Hi.
I’m trying to understand Rc but am having trouble finding information of wether what I am trying is even possible. Chaining functions is a common Pattern in Rust, however I am unsure of how it interacts with Rc. Specifically, I am currently working on a problem where I have two Structs, and one is an extension of the other with only one information added. Instances of TypeA
will not change during runtime once they were created and their number is limited.
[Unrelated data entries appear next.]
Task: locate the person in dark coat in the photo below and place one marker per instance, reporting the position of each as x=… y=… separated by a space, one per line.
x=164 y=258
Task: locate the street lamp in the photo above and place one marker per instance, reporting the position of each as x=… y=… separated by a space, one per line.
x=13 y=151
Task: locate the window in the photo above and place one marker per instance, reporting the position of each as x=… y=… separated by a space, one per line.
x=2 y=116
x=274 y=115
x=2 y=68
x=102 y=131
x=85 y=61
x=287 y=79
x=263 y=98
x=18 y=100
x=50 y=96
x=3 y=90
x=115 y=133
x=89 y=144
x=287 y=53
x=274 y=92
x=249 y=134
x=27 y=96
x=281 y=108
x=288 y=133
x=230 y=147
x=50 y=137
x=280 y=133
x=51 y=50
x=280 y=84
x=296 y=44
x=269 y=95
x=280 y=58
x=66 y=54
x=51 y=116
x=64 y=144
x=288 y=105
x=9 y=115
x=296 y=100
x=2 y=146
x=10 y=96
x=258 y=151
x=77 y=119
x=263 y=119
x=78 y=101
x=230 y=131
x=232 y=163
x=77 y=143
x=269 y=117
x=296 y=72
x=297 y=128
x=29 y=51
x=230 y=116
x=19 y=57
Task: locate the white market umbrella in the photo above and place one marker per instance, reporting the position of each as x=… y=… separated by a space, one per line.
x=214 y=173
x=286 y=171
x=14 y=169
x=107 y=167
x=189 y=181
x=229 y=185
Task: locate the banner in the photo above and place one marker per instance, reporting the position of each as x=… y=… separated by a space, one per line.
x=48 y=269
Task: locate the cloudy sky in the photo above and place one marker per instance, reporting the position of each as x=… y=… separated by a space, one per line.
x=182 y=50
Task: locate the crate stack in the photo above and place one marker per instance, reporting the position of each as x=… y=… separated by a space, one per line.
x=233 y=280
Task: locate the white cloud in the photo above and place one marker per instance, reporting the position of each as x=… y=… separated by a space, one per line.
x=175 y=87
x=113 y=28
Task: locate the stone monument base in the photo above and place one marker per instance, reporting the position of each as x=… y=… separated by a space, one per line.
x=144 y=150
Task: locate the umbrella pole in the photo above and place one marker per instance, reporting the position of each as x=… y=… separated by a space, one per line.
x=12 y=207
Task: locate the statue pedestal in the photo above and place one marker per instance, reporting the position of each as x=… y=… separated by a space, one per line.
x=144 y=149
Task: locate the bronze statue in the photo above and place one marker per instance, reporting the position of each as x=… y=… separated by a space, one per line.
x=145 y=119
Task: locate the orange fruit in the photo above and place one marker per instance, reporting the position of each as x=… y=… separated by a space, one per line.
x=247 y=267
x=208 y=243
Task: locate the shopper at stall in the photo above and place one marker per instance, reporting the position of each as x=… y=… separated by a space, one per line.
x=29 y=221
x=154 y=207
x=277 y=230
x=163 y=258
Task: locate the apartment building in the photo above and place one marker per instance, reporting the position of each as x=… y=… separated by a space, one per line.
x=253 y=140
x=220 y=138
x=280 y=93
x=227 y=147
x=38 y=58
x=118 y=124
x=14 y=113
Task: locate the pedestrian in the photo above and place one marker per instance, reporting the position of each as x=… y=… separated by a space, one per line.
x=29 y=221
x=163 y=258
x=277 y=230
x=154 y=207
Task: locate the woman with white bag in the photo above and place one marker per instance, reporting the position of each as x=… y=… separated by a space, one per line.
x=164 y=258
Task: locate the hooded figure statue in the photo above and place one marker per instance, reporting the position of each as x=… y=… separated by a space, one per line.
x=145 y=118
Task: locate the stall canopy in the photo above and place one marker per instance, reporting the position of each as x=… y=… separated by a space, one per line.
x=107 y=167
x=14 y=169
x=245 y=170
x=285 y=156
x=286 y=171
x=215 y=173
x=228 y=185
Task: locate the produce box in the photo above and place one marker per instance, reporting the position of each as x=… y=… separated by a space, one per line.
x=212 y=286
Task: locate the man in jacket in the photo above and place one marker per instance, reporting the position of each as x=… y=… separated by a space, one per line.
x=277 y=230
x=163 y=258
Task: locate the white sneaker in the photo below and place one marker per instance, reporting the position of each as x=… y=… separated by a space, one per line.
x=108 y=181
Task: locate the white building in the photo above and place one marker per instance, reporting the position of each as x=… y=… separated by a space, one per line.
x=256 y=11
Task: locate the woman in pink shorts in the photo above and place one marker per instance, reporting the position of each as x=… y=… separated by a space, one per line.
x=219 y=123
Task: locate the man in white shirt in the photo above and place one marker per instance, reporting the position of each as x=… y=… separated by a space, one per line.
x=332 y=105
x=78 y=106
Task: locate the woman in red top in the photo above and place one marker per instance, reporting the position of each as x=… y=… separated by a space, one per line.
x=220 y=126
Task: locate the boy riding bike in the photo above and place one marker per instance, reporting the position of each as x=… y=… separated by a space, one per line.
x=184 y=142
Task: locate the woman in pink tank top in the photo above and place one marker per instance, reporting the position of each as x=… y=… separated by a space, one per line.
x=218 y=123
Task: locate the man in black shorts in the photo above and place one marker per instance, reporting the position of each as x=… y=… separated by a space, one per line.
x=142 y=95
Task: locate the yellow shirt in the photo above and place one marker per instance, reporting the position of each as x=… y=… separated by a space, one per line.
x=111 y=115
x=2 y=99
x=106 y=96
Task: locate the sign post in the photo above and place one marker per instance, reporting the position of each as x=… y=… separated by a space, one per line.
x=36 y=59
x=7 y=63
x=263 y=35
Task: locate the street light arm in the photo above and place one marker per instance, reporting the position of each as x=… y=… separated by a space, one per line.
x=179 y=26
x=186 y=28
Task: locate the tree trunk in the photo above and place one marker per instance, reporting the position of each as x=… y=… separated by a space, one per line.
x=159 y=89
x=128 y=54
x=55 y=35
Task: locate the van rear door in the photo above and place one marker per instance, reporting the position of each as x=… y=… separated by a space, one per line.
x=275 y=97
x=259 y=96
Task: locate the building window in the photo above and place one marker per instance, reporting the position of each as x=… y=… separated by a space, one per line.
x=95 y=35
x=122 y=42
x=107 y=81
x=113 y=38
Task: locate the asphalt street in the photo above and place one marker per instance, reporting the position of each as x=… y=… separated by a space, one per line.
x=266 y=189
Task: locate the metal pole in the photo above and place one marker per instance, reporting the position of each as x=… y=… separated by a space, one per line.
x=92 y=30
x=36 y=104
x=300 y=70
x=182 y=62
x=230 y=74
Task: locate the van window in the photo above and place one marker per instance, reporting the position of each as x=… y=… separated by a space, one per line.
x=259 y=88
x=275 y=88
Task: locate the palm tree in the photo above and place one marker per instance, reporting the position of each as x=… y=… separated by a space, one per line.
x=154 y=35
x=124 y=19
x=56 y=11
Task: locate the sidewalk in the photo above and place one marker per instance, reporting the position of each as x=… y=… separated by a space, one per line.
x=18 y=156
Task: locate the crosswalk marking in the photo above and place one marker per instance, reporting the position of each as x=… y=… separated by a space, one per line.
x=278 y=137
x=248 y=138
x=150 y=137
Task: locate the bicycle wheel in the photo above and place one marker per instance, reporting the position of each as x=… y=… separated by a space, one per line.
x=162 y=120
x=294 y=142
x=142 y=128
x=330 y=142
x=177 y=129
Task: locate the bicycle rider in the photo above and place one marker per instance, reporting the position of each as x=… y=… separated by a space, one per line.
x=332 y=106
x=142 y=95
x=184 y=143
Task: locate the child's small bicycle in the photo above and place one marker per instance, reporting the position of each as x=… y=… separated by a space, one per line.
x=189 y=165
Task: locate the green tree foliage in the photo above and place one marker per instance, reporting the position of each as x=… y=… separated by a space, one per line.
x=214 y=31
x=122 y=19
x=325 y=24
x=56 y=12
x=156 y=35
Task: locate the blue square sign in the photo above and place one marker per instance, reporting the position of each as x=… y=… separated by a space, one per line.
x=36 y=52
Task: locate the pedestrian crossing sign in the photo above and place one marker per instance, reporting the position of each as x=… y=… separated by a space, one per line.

TypeB
is derived from an instance of TypeA
, and there will be many instances of TypeB
created and put in a further datastructure, so I understand using an Rc
is desirable to avoid .clone()
, for both runtime and memory reasons.
I was trying to implement this using the builder pattern, but the naive operation obviously doesn’t work, because self
will be moved:
#[derive(Default)]
struct TypeA {
very_important_data: Vec<u32>,
some_other_data: u32,
}
struct TypeB {
data: Rc<TypeA>,
position: u64,
}
impl TypeA {
fn into_type_b(self, pos: u64) -> TypeB {
TypeB {
position: pos,
data: Rc::from(self),
}
}
}
_____
let a = TypeA::default();
let b = a.into_type_b(0);
//This next line cannot compile because a was moved above
let b2 = a.into_type_b(1);
_______
///This compiles, but doesn’t follow the pattern I was hoping was possible
fn into_type_b(a: Rc<TypeA>, pos: u64) {
TypeB {
position: pos,
data: a,
}
}
I tried a few other things such as using &self
or trying to implement for impl Rc<TypeA>
but neither of that seemed to work either.
Is it possible to follow that pattern with Rc at all?
Of course one might ask the question of why not use a simple reference: data: &'a TypeA,
but that quickly escalates with an exponentionally growing number of lifetime annotations throughout the code and that is frankly beyond my Rust level of competence for now.